Banyaknya para perempuan yang ‘menjual
diri’ beralasan, mereka melakukan kemaksyiatan dengan menjadi PSK adalah
demi menghidupi keluarga. Alasan ekonomi mengemuka dalam kasus ini. Dan
alasan ini juga yang mendapat dukungan beberapa pihak, termasuk dari
para pejuang HAM.
Kapitalisme memandang kemuliaan
perempuan terletak pada kontribusi mereka dalam persoalan ekonomi.
Kontribusi perempuan di bidang ekonomi menjadi salah satu tolak ukur
kemuliaan perempuan. Intinya, perempuan ideal adalah mereka yang bisa
memberikan kemanfaatan fisik (materi) kepada semua pihak. Itulah
pandangan kapitalis terhadap perempuan.
Itulah perangkap yang diciptakan
kapitalis atas nama kemuliaan bagi perempuan. Perempuan bukannya lebih
maju dan terhormat. Mereka bahkan terhina. Mereka bukan saja jauh dari
tuntunan syariah. Bahkan mereka menjadikan Kapitalisme semakin kokoh.

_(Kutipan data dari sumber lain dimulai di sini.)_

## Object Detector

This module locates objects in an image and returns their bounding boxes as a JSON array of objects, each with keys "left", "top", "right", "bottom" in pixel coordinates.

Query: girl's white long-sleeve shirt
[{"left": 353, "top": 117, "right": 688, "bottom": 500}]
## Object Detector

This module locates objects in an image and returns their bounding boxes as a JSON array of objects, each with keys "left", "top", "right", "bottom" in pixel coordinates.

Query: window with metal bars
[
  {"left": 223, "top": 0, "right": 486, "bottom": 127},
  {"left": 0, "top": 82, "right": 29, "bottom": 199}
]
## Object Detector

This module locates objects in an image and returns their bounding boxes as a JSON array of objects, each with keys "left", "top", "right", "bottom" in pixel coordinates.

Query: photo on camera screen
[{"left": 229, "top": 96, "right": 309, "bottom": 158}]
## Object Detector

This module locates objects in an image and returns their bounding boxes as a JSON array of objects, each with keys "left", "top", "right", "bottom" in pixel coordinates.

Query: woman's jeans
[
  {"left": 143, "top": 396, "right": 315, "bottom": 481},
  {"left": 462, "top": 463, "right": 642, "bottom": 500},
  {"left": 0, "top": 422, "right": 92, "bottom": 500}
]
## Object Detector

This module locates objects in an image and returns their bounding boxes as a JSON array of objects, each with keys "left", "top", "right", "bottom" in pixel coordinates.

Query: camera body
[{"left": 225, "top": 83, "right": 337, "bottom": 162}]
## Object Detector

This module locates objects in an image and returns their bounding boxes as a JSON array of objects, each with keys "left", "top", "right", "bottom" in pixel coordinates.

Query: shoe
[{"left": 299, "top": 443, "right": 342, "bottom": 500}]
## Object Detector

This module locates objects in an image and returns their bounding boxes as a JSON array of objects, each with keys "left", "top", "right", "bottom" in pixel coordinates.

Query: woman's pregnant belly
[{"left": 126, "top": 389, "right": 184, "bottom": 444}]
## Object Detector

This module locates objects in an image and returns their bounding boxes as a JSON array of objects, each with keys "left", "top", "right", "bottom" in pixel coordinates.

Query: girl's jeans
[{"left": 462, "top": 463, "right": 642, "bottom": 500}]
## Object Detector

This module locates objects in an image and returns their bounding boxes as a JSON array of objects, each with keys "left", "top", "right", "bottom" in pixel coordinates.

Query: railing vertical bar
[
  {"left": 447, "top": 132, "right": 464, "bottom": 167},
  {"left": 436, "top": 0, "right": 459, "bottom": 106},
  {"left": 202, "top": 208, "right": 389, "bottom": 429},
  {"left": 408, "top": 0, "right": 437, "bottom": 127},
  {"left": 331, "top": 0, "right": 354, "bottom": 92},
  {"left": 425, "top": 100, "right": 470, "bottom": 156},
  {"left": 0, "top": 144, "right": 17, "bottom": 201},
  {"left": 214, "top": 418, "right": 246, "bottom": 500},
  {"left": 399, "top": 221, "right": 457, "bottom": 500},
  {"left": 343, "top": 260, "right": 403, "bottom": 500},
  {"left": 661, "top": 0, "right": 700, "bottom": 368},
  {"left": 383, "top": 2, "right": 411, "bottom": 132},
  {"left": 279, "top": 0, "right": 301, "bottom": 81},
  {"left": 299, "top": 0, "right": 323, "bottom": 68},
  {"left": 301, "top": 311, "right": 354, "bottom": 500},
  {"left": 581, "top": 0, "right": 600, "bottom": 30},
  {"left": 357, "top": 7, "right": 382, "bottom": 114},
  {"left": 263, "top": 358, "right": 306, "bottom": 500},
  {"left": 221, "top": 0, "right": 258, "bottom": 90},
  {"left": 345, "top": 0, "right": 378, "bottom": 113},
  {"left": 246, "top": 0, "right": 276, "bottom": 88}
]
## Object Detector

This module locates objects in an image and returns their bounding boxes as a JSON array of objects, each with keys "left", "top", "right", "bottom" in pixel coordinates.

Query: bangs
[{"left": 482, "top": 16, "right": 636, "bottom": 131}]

Hanya Khilafah yang Memuliakan Perempuan
Islam sebuah agama yang diturunkan untuk
mengatur seluruh umat manusia di dunia. Islam memiliki seperangkat
aturan yang menyeluruh tentang kehidupan. Tak ada masalah yang tidak
bisa diselesaikan oleh Islam. Maka, berpalingnya manusia dari aturan
Islam sesungguhnya hanya akan melanggengkan kedzaliman, kesengsaraan dan
penderitaan. Penolakan mereka terhadap seruan penegakkan syariah Islam
hanya akan memperparah kondisi yang sudah kacau balau.
Penolakan penutupan prostitusi dengan
alasan apapun adalah alasan yang tidak masuk akal, terbantahkan jika
dikembalikan kepada aturan yang hakiki yang datangnya dari Pencipta,
Allah SWT.
Maka, ukuran kemuliaan perempuan harus
berasal dari Allah SWT. Dialah Yang menciptakan perempuan dan yang
memahami tujuan dari penciptaannya. Jika tujuan penciptaan manusia
adalah untuk menyembah Allah SWT maka derajat kemuliaan manusia
seharusnya ditentukan dari seberapa besar ia dapat menghambakan dirinya
di hadapan Sang Khalik. Dari sinilah konsep takwa seharusnya menjadi
tolak ukur kemuliaan seseorang. Sebab, takwa hakikatnya adalah
ketundukan seorang hamba di hadapan Allah SWT. Allah SWT berfirman:
إِنَّ أَكْرَمَكُمْ عِنْدَ اللهِ أَتْقَاكُمْ إِنَّ اللهَ عَلِيمٌ خَبِيرٌ
“Sesungguhnya orang yang paling mulia di
antara kalian di sisi Allah ialah orang yang paling bertakwa di antara
kalian Sesungguhnya Allah Mahatahu lagi Maha Mengenal“ (QS. al-Hujurat [49]: 13).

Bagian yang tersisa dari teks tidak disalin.